The term "hang" refers to a failure to process. Processes may hang for a variety of reasons that have nothing to do with GT.M. However, hanging GT.M processes may indicate that a database has become inaccessible. When you suspect a hang, first determine the extent of the problem.
Your tools include:
Knowledge of the application and how it is used
Communication with users
The ps command and other UNIX system utilities
WHEN MANY PROCESSES ON A SYSTEM ARE HANGING, determine if the hangs are confined to a particular application. If all applications are affected or if processes not using GT.M databases are affected, the problem is not a database-specific problem, but something more general, such as a UNIX problem. Refer to section H6.
WHEN ONLY ONE PROCESS IS HANGING, find out whether that process is the only one using a particular GT.M application. If it is the only process, start some appropriate second process and determine whether the second process is also affected.
IF A PROCESS HANGS WHILE OTHER PROCESSES ACCESSING THE SAME DATABASE CONTINUE TO PROCESS, the problem is not a database problem. Refer to section H2 and then to section H8.
WHEN ONLY GT.M PROCESSES RUNNING A PARTICULAR APPLICATION HANG,the problem may be a database problem. Refer to section H2.
Is the system "hung?" If so, consider the following additional questions:
Does LKE work? If not, then a database has problems (see below).

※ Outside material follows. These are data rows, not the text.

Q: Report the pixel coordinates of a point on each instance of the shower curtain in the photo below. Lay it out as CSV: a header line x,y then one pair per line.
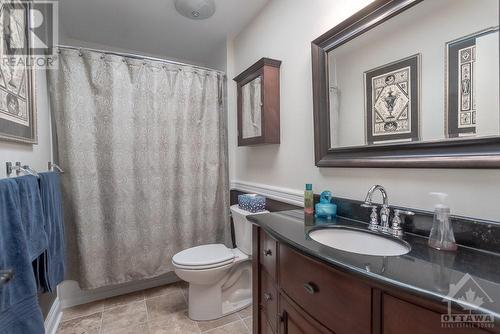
x,y
143,145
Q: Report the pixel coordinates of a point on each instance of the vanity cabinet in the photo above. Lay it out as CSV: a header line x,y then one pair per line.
x,y
298,294
259,103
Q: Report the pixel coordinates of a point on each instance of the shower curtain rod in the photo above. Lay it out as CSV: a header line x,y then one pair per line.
x,y
138,56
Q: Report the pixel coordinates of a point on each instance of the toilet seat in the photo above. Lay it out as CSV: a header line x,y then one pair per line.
x,y
204,257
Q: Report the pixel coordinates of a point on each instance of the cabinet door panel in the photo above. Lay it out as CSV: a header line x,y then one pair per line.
x,y
295,321
339,302
399,316
269,253
269,299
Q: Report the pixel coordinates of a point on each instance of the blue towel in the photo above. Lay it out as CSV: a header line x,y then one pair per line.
x,y
19,309
50,189
32,215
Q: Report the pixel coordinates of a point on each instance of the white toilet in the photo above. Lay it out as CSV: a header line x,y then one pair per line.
x,y
220,278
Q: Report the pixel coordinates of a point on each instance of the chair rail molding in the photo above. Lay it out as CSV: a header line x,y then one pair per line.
x,y
54,317
285,195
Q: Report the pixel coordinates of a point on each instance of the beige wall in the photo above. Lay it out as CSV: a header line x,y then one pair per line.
x,y
284,30
36,156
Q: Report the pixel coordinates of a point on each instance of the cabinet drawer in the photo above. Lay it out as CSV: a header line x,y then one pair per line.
x,y
296,321
269,299
399,315
264,327
268,255
341,303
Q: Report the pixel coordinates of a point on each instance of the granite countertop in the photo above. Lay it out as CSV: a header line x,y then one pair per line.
x,y
423,271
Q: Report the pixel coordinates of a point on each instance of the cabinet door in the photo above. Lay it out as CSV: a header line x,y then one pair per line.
x,y
399,316
295,321
268,299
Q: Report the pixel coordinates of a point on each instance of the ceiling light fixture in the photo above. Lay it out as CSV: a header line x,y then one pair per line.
x,y
195,9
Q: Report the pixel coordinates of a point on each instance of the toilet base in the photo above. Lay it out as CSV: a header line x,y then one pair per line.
x,y
209,302
208,305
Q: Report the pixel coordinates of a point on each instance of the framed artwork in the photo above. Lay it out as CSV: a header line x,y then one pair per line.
x,y
392,101
17,97
460,116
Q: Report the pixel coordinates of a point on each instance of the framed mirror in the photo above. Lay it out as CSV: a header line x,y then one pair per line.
x,y
259,103
409,83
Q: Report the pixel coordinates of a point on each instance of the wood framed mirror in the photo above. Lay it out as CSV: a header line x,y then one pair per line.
x,y
392,88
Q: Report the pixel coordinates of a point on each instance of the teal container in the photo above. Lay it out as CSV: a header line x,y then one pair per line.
x,y
325,208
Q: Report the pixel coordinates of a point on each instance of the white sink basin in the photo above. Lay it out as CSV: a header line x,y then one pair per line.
x,y
359,241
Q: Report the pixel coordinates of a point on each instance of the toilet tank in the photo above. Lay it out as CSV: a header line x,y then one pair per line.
x,y
243,228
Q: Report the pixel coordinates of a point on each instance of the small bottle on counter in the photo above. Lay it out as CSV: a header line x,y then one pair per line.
x,y
441,236
308,200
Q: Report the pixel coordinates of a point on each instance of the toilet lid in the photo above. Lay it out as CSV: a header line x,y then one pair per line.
x,y
203,255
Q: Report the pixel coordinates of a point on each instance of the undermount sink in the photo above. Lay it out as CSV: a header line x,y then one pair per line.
x,y
360,241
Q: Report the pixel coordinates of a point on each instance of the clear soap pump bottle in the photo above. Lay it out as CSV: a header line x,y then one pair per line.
x,y
441,236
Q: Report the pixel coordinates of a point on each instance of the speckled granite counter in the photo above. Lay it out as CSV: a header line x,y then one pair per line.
x,y
423,271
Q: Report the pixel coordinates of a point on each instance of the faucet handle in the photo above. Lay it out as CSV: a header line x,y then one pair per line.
x,y
373,215
396,228
397,212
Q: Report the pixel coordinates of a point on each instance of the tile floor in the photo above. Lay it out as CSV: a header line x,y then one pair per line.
x,y
161,310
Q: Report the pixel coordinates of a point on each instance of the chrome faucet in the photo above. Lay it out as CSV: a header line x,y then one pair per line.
x,y
384,211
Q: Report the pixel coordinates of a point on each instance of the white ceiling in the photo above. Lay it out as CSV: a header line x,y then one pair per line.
x,y
154,27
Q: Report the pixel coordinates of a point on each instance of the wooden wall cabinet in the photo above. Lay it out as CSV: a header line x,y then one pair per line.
x,y
259,103
295,294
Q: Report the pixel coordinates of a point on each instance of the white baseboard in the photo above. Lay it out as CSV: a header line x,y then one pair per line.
x,y
71,295
286,195
54,317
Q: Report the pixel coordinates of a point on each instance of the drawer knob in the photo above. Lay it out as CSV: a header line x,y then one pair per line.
x,y
311,288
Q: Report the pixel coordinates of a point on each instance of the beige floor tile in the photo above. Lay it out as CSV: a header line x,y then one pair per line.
x,y
165,289
245,313
124,316
139,329
82,310
211,324
89,324
162,306
123,299
248,322
233,328
174,323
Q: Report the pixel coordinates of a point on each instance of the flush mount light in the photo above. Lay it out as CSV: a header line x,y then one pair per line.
x,y
195,9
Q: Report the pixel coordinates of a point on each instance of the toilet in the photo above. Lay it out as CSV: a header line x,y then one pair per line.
x,y
220,278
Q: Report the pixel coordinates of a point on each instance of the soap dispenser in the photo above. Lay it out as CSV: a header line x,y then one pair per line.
x,y
441,236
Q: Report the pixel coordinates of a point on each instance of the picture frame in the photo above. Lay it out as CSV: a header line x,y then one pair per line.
x,y
460,84
18,116
392,101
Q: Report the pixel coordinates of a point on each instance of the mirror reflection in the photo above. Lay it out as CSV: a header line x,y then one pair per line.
x,y
430,73
251,109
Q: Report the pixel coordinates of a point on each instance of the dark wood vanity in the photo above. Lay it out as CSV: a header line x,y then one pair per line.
x,y
294,293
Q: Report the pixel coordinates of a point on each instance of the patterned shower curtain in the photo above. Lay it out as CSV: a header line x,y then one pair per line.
x,y
144,148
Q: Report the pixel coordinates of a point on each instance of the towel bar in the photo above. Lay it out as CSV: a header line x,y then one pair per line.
x,y
53,166
18,168
6,276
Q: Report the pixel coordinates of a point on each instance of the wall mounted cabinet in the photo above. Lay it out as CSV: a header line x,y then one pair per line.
x,y
259,103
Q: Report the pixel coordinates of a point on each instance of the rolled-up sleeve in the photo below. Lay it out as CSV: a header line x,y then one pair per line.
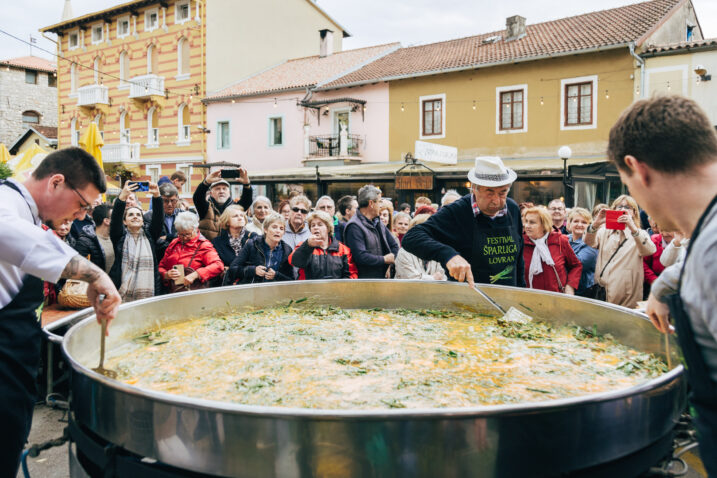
x,y
31,249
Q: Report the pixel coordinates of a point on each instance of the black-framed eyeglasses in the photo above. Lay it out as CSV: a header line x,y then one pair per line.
x,y
87,206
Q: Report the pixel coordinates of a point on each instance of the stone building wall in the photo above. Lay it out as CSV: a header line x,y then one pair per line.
x,y
17,96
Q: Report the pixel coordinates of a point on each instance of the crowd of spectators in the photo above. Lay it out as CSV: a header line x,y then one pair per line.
x,y
223,240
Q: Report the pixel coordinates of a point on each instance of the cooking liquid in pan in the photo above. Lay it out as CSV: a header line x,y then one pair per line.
x,y
333,358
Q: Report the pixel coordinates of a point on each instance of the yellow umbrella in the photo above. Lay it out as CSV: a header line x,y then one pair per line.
x,y
23,165
4,153
92,142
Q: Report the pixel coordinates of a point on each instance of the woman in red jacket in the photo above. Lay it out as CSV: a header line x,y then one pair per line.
x,y
196,254
321,256
550,262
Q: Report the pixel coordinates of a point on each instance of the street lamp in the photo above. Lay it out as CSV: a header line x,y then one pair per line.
x,y
565,153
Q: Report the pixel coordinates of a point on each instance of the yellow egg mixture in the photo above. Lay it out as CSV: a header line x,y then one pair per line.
x,y
333,358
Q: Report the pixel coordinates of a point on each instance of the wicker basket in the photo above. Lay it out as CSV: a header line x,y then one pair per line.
x,y
74,295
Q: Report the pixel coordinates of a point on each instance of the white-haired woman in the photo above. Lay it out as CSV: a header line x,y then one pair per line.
x,y
619,267
409,266
134,271
196,254
321,256
264,258
260,208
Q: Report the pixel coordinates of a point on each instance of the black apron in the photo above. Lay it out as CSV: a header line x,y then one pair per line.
x,y
20,345
703,395
496,250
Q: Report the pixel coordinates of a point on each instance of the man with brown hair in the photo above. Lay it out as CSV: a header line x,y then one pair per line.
x,y
63,187
668,144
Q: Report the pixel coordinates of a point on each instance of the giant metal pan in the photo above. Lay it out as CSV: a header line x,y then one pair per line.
x,y
225,439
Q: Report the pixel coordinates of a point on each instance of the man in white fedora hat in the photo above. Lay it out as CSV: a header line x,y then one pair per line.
x,y
479,237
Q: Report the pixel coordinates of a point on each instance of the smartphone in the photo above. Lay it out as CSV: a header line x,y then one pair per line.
x,y
143,186
611,217
179,280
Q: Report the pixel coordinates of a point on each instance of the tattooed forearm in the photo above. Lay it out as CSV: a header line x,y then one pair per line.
x,y
81,269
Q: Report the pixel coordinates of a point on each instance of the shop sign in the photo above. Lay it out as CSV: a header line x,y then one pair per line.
x,y
422,183
436,153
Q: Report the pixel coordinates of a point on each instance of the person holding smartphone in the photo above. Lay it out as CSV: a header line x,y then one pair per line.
x,y
621,245
213,195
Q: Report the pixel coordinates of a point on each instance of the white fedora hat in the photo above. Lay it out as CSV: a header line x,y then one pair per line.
x,y
489,171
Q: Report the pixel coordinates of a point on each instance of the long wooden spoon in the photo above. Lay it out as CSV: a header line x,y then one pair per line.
x,y
100,368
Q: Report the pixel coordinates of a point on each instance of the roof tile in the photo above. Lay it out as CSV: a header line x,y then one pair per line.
x,y
303,72
591,30
31,63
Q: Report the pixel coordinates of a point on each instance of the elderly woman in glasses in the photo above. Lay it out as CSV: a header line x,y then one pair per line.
x,y
264,258
195,253
321,256
134,271
619,266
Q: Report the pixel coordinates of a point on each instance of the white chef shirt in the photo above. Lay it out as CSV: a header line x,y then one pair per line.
x,y
25,248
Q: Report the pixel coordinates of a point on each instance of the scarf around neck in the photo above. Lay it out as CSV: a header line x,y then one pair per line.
x,y
137,268
540,254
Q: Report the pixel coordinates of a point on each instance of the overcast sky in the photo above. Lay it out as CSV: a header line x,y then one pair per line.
x,y
370,22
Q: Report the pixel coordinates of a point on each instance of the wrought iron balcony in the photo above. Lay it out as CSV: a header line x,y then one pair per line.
x,y
120,153
92,95
145,86
329,145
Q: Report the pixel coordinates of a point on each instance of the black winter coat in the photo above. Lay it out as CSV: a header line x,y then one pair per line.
x,y
89,245
243,268
225,251
118,234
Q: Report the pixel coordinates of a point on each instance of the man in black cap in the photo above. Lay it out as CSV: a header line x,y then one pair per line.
x,y
220,197
479,237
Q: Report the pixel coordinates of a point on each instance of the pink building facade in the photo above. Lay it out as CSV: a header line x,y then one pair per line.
x,y
288,130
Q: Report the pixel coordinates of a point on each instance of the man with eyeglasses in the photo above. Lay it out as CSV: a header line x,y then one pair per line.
x,y
372,245
559,214
62,187
297,231
170,200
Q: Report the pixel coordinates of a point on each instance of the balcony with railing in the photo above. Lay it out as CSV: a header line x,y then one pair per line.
x,y
92,95
146,86
334,146
120,153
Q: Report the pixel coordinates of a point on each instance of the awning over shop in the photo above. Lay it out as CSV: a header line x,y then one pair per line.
x,y
387,171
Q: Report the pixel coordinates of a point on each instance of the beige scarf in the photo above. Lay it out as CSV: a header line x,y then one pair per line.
x,y
137,268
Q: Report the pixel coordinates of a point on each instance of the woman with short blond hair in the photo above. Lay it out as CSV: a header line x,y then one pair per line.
x,y
619,267
550,262
233,234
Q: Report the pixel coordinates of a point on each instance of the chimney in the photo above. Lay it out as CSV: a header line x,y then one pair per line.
x,y
326,43
67,11
515,28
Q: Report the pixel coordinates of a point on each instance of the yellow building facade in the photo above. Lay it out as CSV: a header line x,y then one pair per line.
x,y
138,71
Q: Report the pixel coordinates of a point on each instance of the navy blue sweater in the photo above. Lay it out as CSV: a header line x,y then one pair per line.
x,y
449,232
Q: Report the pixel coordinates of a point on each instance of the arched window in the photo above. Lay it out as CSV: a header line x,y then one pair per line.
x,y
124,68
99,119
183,132
152,60
30,118
74,136
152,127
125,136
73,79
183,57
96,67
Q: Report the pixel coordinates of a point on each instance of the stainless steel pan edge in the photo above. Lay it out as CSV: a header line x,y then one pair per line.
x,y
233,440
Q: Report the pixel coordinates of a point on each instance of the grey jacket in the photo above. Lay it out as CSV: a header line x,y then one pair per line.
x,y
698,292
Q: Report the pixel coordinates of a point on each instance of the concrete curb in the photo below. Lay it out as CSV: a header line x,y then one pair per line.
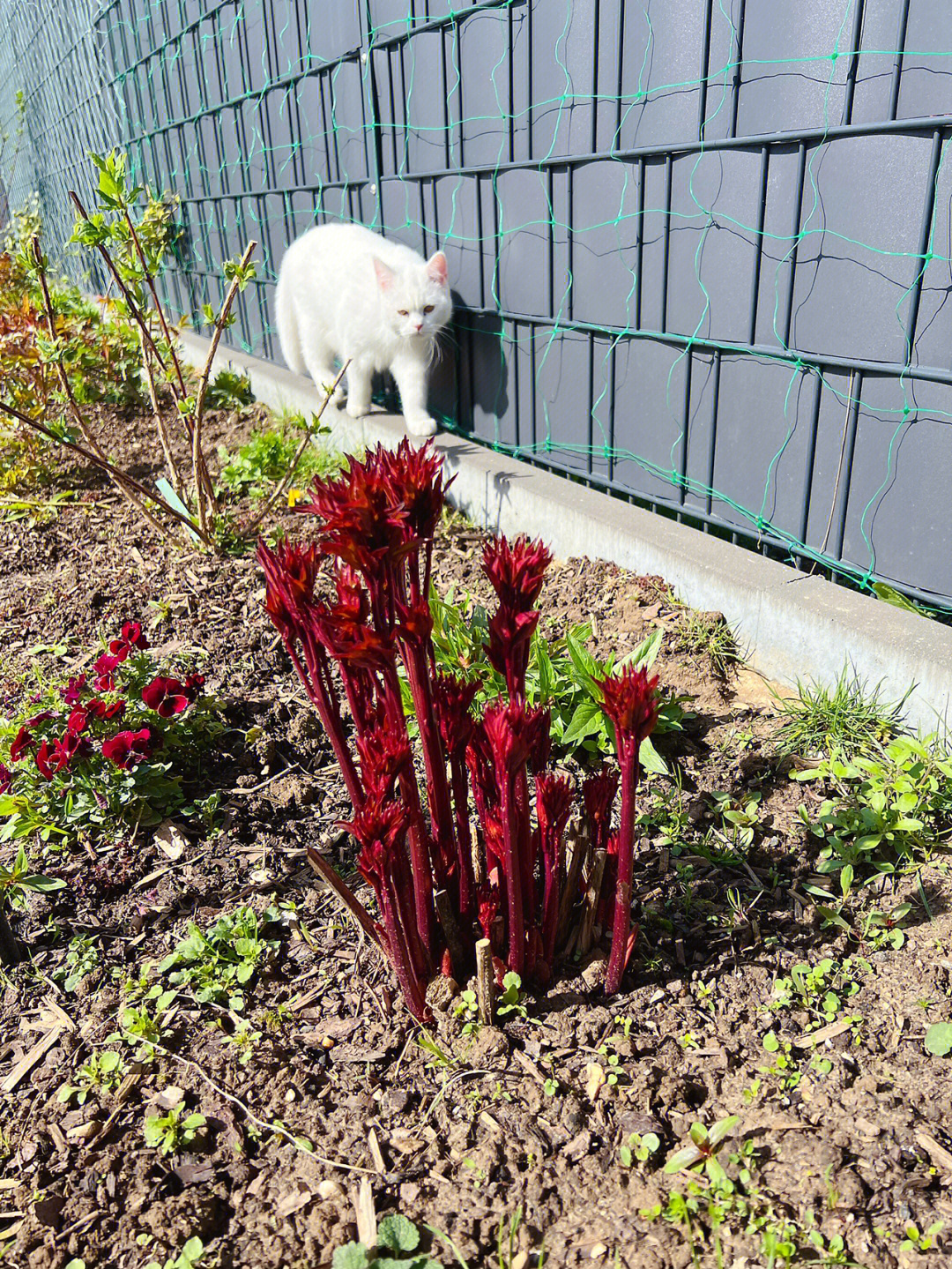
x,y
793,626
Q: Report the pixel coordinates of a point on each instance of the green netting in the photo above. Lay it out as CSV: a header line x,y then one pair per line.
x,y
269,115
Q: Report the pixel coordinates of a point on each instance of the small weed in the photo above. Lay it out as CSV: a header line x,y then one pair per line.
x,y
101,1072
190,1255
821,989
708,635
228,390
265,459
512,997
81,959
638,1147
847,717
175,1131
916,1240
466,1009
397,1248
217,965
888,811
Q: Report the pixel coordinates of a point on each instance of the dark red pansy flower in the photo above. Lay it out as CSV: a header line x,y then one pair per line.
x,y
22,743
128,748
167,697
43,759
72,691
130,638
78,720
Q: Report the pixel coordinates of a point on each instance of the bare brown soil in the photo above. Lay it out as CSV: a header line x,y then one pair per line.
x,y
465,1139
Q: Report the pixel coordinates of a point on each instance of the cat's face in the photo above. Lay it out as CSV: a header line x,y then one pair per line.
x,y
416,302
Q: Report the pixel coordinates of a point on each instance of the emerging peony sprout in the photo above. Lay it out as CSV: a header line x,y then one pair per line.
x,y
630,703
517,572
376,523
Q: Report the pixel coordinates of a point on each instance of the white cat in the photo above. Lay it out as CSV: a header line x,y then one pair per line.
x,y
349,295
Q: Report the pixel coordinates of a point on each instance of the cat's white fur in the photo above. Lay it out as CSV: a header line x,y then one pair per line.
x,y
346,294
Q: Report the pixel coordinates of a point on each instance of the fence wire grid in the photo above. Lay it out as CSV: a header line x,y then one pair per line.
x,y
701,250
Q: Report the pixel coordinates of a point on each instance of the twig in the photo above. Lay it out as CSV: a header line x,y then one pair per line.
x,y
345,893
126,294
197,456
288,476
486,988
160,424
151,286
259,1123
103,463
78,418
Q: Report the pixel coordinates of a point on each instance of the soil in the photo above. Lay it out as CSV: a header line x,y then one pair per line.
x,y
509,1124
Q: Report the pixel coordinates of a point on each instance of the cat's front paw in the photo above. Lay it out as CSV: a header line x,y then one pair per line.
x,y
421,424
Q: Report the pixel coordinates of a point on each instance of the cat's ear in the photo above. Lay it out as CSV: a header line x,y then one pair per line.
x,y
436,269
384,274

Are there locks owned by a nonexistent process? Can they be cleared? What were the circumstances of a process leaving locks?
Are there locks which are not changing? What is the state of the owning process(es)? If not all processes are hung, can the stalled process(es) be MUPIP STOPped?
Does some region have a "persistent" owner of the critical section (crit)? Which one(s)?
If there is a crit owner, what is its state? If it is a nonexistent process can it be -REMOVED?
Does a CRIT -INIT -RESET free the section or just change who owns it?
If CRIT -INIT -RESET doesn't free the problem, the cache is damaged.
The following is another way of testing the cache: If CRIT is cleared and DSE BUFFER hangs, the cache is not working. Use MUPIP STOP and/or CRIT -INIT -RESET to get everyone out of the segment, then use DSE WCINIT. After a WCINIT, make sure that you can successfully exit from DSE. Use MUPIP INTEG (-FAST) to check for damage which can be induced by WCINIT.